Семен перешел на ту сторону. За навесом и неширокой обочиной начинались густые кусты. Это он тоже отметил в памяти, решив, что в этих кустах и будут поджидать его на рассвете двадцать пятого числа. «Привести бы с собой милицию, да окружить бы потихоньку, да взять бы всех до единого!» — мелькнула заманчивая мысль, но Семен испуганно отогнал ее. Он знал, что здесь будут только двое — мотоцикл больше не увезет. Остальные не приедут и, не дождавшись дружков, затаятся. У них не дрогнет рука подпалить вечером стоящий на отшибе дом с запертой дверью и закрытыми ставнями.

Семен застонал, громко выругался и в бессильной ярости замолотил кулаками по деревянной скамейке, стоявшей под навесом.

Вскоре подошел полупустой автобус. Семен втиснулся в мягкое сиденье и замер, прикрыв глаза. Он никак не мог справиться с собой. Злоба душила его. Он боялся встретить чей-нибудь недружелюбный взгляд, боялся, что кто-нибудь случайно заденет его локтем, и тогда он не сдержит себя — нагрубит или даже ударит. Он понимал, что люди ничуть не виноваты перед ним, но от этого не становилось легче. Их ничто не тревожит! Им хорошо! Они веселы и довольны! Лишь он один должен страдать и мучиться, должен несмотря на страх идти на преступление, чтобы избежать большой и непоправимой беды.

Как в тумане, пересел Семен из автобуса в трамвай. Тут народу было больше.

Он забился на площадке в угол, чтобы не столкнуться с кем-нибудь и не сцепиться в бессмысленной и злобной перебранке.

До училища оставалась всего одна остановка, когда Семен, вышагнув из угла, заметил знакомый профиль Никиты Савельевича. Мастер сидел у окна и, склонив голову к плечу, дремал.
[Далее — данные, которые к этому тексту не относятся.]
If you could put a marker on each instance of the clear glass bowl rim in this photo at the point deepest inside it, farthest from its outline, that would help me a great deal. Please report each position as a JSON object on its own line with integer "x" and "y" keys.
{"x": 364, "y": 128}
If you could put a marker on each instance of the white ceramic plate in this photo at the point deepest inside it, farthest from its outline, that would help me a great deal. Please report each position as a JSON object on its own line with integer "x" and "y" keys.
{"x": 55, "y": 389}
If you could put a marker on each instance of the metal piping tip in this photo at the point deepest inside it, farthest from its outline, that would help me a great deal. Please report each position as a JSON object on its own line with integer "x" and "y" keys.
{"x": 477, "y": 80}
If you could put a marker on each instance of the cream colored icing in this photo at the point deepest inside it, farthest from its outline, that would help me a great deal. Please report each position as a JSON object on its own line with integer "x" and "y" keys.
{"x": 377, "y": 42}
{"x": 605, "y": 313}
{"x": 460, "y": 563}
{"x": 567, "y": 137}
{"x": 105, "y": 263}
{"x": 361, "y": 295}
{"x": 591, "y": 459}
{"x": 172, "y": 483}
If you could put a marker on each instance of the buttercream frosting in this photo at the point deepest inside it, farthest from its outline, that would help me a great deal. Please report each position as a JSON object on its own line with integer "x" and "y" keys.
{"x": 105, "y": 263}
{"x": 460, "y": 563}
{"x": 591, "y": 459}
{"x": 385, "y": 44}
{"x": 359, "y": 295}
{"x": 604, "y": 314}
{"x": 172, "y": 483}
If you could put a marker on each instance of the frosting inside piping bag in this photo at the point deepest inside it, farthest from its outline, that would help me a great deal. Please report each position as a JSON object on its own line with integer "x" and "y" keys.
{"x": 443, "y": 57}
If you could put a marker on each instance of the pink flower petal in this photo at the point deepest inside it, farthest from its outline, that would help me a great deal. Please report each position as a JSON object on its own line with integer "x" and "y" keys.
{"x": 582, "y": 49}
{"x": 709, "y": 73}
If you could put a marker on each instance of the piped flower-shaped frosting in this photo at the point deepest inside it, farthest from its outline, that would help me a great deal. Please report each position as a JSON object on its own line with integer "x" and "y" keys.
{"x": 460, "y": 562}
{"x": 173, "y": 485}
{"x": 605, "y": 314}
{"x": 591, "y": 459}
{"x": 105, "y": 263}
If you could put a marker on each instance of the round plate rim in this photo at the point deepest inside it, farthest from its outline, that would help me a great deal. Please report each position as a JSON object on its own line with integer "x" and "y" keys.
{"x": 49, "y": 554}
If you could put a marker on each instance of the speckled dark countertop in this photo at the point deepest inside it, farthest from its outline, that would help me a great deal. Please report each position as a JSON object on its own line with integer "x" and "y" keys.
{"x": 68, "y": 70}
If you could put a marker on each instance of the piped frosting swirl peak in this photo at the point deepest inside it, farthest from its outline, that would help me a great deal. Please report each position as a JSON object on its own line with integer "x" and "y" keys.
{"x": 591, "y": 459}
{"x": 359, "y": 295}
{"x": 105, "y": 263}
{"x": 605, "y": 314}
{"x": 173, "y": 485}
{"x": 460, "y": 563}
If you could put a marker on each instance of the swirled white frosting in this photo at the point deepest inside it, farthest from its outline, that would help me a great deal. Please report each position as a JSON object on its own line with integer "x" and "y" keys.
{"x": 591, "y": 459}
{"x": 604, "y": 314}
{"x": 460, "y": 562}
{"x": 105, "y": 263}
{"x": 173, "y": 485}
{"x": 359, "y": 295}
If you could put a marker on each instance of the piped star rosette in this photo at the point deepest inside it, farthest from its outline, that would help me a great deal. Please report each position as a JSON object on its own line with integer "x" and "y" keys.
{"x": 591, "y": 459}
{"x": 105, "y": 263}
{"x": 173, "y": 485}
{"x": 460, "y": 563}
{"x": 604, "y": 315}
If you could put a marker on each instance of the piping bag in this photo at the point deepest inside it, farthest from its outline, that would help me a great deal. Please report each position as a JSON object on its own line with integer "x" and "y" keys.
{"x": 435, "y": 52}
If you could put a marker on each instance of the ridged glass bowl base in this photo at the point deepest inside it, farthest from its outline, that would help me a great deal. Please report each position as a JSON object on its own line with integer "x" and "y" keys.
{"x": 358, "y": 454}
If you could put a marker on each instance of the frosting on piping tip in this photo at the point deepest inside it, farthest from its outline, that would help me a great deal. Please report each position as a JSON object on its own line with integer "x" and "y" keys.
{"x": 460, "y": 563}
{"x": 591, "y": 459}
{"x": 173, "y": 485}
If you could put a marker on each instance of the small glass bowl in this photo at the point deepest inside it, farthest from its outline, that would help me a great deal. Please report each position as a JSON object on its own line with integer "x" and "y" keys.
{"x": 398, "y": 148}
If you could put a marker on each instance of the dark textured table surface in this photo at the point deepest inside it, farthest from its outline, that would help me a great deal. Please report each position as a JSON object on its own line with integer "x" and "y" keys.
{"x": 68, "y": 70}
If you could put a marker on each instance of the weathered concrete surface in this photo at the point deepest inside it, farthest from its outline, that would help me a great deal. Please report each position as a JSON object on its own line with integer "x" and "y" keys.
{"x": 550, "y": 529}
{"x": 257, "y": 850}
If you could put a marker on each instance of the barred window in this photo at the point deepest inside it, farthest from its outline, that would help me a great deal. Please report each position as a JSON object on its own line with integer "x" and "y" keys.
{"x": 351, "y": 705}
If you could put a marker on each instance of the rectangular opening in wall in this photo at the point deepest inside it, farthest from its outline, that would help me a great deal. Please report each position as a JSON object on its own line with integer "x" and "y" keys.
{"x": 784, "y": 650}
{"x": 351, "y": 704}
С недавних пор Семен все с большим доверием и уважением относился к нему. Но в этот час он ненавидел всех людей без исключения. Недобро уставился он на мирно дремавшего мастера и желчно подумал: «Дрыхнет Коняга!.. Дома не дают, что ли?.. И какой дьявол гонит его так рано в училище?»
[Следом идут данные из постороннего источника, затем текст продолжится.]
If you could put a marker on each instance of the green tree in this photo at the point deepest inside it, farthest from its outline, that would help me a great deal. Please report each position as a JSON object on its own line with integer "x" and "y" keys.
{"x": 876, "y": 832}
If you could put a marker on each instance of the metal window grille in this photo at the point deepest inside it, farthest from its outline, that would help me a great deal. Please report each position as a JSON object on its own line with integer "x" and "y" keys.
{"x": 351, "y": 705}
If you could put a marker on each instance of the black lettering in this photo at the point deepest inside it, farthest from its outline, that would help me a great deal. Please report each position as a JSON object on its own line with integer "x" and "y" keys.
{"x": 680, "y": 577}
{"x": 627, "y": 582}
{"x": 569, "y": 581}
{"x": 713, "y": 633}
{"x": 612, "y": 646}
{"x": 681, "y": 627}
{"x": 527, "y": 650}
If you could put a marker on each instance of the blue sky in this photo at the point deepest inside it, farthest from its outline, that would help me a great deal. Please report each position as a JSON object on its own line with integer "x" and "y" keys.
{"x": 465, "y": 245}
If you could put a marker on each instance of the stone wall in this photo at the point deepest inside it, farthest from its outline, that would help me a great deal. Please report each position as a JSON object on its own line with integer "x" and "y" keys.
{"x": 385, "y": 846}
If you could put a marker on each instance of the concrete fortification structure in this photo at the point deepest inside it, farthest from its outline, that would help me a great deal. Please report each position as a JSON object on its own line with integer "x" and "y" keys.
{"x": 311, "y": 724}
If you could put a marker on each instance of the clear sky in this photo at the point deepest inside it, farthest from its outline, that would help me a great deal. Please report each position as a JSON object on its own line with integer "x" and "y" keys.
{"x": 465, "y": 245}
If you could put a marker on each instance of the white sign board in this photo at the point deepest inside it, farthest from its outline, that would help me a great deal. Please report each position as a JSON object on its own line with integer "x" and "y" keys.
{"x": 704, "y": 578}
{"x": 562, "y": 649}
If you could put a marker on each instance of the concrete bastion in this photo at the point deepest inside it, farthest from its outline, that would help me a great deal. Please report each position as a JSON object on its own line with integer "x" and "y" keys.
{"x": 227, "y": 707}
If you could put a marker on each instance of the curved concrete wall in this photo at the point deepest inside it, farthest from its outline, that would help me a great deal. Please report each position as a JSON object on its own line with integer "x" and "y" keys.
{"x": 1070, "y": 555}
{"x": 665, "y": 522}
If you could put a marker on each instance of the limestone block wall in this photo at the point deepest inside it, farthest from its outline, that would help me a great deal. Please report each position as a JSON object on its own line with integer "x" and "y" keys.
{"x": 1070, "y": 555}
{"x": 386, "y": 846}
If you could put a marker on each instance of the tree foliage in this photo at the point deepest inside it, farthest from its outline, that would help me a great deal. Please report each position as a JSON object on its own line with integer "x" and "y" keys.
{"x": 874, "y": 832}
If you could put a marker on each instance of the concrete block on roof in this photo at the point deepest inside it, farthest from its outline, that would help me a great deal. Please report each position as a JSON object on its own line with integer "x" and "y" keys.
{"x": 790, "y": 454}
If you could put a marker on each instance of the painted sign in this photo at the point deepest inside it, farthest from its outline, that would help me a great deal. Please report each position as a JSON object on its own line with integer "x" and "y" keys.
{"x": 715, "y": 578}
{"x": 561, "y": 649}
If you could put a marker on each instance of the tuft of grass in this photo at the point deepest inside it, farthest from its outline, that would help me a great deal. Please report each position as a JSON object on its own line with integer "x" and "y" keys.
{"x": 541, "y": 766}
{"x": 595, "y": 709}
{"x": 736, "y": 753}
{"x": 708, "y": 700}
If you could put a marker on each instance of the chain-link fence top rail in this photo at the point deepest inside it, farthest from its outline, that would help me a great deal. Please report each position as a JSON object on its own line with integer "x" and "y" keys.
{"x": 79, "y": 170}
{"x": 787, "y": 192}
А было уж не так и рано — четверть девятого. Взглянув на часы, висевшие на углу одной из улиц, Семен вспомнил, что сегодня на половину девятого назначена беседа о дисциплине. «Вот почему ты едешь раньше времени!.. А ты проспи! — Семен злорадно усмехнулся, не спуская глаз с мастера. — Проспи и опоздай!» Он даже повеселел, представив, как неловко будет Никите Савельевичу, если он опоздает на беседу, которую сам же назначил и сам же должен проводить. Язык не повернется говорить о дисциплине, если сам только что нарушил ее. Ребята на смех поднять могут. Семен первый подпустит ехидный шумок.
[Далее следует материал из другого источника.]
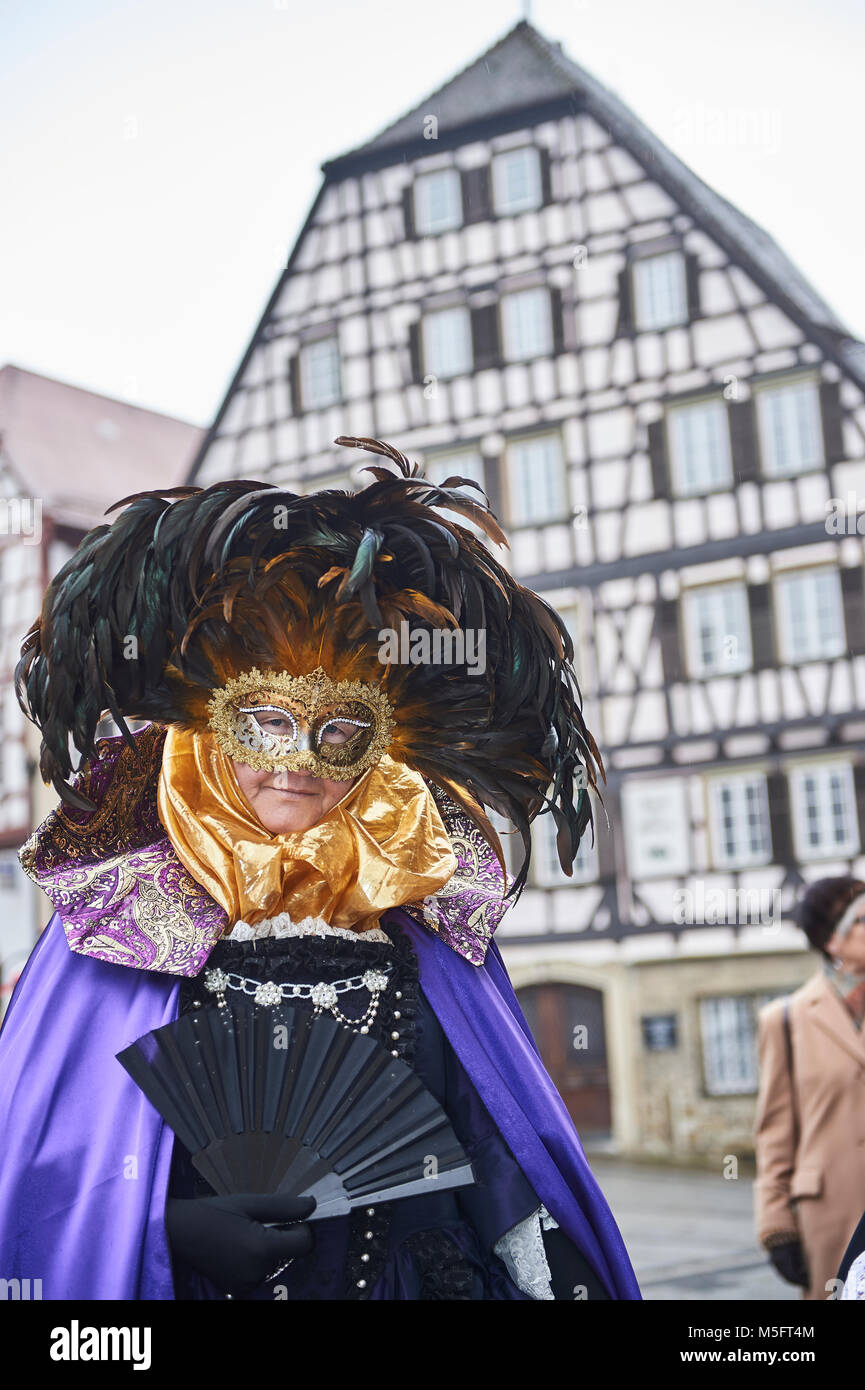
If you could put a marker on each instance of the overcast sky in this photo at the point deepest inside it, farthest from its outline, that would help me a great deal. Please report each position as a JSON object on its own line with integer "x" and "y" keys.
{"x": 160, "y": 154}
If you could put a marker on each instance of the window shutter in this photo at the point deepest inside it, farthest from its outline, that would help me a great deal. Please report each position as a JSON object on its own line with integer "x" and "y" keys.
{"x": 486, "y": 337}
{"x": 294, "y": 382}
{"x": 625, "y": 327}
{"x": 762, "y": 635}
{"x": 691, "y": 280}
{"x": 545, "y": 177}
{"x": 476, "y": 195}
{"x": 408, "y": 211}
{"x": 830, "y": 412}
{"x": 743, "y": 441}
{"x": 853, "y": 594}
{"x": 415, "y": 355}
{"x": 556, "y": 314}
{"x": 779, "y": 819}
{"x": 666, "y": 627}
{"x": 657, "y": 446}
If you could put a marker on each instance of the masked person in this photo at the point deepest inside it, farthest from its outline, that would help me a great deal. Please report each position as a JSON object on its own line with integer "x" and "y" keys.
{"x": 298, "y": 819}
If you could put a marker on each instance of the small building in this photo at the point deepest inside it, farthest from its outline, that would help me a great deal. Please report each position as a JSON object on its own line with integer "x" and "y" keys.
{"x": 66, "y": 455}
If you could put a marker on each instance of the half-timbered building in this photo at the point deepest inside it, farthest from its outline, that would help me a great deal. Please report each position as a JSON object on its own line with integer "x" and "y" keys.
{"x": 519, "y": 282}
Трамвай уже тормозил, а Никита Савельевич продолжал сладко дремать. Вчера он лег поздно, спал плохо — и так и сяк прикидывал план предстоящей беседы о дисциплине. В его группе не было никаких случаев, которые могли бы послужить поводом для конкретной и полезной беседы. Но мастеру хотелось все-таки, чтобы разговор не прошел формально, потому и ломал он голову часов до двух ночи.

Когда раздвинулись двери, Семен не сразу вышел из трамвая. Что-то удержало его. Будто чей-то голос прошептал ему на ухо: «Разбуди! Не будь зверем!»

— Шевелись! Шевелись!.. Заснул? — Толстая женщина с тяжелой сеткой, набитой картофелем, надавила на Семена сзади. — Стоит столбом на проходе!

Как ошпаренный, он выпрыгнул на асфальт и так посмотрел на толстуху, что та сжала губы и торопливо засеменила к тротуару.

Отойдя к газетному киоску, Семен проследил за последними пассажирами, входившими в трамвай. Двери начали закрываться, но в последний момент чье-то плечо просунулось между створками, а трамвай двинулся вперед.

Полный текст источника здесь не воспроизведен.